Next we connect again to cluster3-node2 and simply execute the join command:
➜ ssh cluster3-node2
root@cluster3-node2:~# kubeadm join 192.168.100.31:6443 --token pbuqzw.83kz9uju8talblrl --discovery-token-ca-cert-hash sha256:eae975465f73f316f322bcdd5eb6a5a53f08662ecb407586561cdc06f74bf7b2
[preflight] Running pre-flight checks
[preflight] Reading configuration from the cluster...
[preflight] FYI: You can look at this config file with 'kubectl -n kube-system get cm kubeadm-config -o yaml'
[kubelet-start] Writing kubelet configuration to file "/var/lib/kubelet/config.yaml"
[kubelet-start] Writing kubelet environment file with flags to file "/var/lib/kubelet/kubeadm-flags.env"
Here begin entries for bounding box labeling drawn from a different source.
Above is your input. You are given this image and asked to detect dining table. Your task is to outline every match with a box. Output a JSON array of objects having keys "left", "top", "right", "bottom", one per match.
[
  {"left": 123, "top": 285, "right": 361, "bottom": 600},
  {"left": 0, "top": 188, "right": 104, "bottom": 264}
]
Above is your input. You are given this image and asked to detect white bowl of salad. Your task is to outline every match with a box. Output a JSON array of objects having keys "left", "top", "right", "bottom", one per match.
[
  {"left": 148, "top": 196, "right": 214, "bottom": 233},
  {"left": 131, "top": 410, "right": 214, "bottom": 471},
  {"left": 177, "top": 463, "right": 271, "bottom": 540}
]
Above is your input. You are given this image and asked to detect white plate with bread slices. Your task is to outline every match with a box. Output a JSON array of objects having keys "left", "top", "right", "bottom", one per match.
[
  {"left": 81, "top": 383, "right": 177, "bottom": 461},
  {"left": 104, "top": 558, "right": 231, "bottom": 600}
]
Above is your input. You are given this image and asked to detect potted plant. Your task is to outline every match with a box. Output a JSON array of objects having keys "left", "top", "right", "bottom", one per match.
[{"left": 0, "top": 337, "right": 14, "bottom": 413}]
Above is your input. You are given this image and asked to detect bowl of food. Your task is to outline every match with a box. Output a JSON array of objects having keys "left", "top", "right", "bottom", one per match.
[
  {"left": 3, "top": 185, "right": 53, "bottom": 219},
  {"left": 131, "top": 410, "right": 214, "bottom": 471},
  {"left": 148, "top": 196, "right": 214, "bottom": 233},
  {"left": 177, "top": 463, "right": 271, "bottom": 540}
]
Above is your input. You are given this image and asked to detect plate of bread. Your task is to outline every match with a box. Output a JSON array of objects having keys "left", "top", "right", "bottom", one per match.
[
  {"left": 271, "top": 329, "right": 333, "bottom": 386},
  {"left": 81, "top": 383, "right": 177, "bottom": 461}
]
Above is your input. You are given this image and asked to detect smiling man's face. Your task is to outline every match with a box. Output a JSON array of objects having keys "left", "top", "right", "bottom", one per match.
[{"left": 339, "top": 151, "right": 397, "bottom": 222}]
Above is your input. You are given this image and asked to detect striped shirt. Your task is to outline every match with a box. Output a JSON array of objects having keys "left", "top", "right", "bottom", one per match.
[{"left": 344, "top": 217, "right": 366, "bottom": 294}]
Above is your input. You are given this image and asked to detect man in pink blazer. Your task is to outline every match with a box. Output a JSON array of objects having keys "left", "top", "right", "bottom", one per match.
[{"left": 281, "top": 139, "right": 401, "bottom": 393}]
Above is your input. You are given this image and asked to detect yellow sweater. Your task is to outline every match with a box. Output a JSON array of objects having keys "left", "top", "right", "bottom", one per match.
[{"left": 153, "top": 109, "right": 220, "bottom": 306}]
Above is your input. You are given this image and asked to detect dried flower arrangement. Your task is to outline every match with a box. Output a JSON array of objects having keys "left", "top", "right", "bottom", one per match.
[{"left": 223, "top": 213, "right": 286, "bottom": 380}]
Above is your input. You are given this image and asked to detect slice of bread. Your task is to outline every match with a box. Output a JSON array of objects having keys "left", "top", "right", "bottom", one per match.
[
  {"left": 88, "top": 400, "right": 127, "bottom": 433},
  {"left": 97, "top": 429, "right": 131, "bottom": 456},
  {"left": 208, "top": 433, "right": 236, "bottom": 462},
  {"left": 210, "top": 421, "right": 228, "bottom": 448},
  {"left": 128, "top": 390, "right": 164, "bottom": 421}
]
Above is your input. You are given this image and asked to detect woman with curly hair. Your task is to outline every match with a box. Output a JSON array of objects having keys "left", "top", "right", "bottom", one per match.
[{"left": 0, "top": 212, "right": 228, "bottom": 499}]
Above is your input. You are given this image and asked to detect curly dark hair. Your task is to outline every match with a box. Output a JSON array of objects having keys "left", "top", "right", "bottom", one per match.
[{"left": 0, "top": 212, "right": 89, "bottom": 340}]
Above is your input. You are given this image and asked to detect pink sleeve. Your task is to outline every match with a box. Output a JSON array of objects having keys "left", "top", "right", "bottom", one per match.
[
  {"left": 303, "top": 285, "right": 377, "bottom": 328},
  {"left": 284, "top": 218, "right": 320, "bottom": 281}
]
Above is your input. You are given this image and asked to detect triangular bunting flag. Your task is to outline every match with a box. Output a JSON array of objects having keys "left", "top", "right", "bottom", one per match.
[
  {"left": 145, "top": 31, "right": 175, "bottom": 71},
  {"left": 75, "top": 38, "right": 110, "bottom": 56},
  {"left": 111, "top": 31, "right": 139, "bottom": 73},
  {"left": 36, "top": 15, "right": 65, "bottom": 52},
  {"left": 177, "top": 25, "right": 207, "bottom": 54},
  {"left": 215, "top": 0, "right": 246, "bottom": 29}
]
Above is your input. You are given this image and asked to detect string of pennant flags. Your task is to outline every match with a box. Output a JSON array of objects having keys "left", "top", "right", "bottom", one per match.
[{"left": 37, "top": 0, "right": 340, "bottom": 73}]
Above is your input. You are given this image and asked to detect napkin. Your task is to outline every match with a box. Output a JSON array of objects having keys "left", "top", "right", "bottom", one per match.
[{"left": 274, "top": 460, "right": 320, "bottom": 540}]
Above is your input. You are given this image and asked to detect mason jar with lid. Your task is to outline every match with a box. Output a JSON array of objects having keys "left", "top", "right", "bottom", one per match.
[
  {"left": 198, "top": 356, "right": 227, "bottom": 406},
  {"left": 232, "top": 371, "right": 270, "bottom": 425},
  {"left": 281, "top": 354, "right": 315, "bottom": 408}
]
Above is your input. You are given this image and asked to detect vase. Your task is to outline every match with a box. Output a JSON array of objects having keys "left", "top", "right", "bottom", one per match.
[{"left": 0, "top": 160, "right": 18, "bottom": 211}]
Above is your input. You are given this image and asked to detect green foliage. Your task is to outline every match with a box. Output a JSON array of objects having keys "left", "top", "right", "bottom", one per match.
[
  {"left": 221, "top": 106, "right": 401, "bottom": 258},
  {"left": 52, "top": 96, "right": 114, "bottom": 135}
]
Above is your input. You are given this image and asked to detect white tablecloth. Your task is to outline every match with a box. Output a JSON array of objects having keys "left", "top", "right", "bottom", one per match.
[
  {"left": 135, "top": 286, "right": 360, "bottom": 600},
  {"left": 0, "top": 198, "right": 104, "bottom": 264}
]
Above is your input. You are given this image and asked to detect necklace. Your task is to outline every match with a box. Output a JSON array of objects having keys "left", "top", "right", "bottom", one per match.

[kubelet-start] Starting the kubelet
[kubelet-start] Waiting for the kubelet to perform the TLS Bootstrap...
This node has joined the cluster:
* Certificate signing request was sent to apiserver and a response was received.
* The Kubelet was informed of the new secure connection details.
Run 'kubectl get nodes' on the control-plane to see this node join the cluster.
➜ root@cluster3-node2:~# service kubelet status
● kubelet.service - kubelet: The Kubernetes Node Agent
Loaded: loaded (/lib/systemd/system/kubelet.service; enabled; vendor preset: enabled)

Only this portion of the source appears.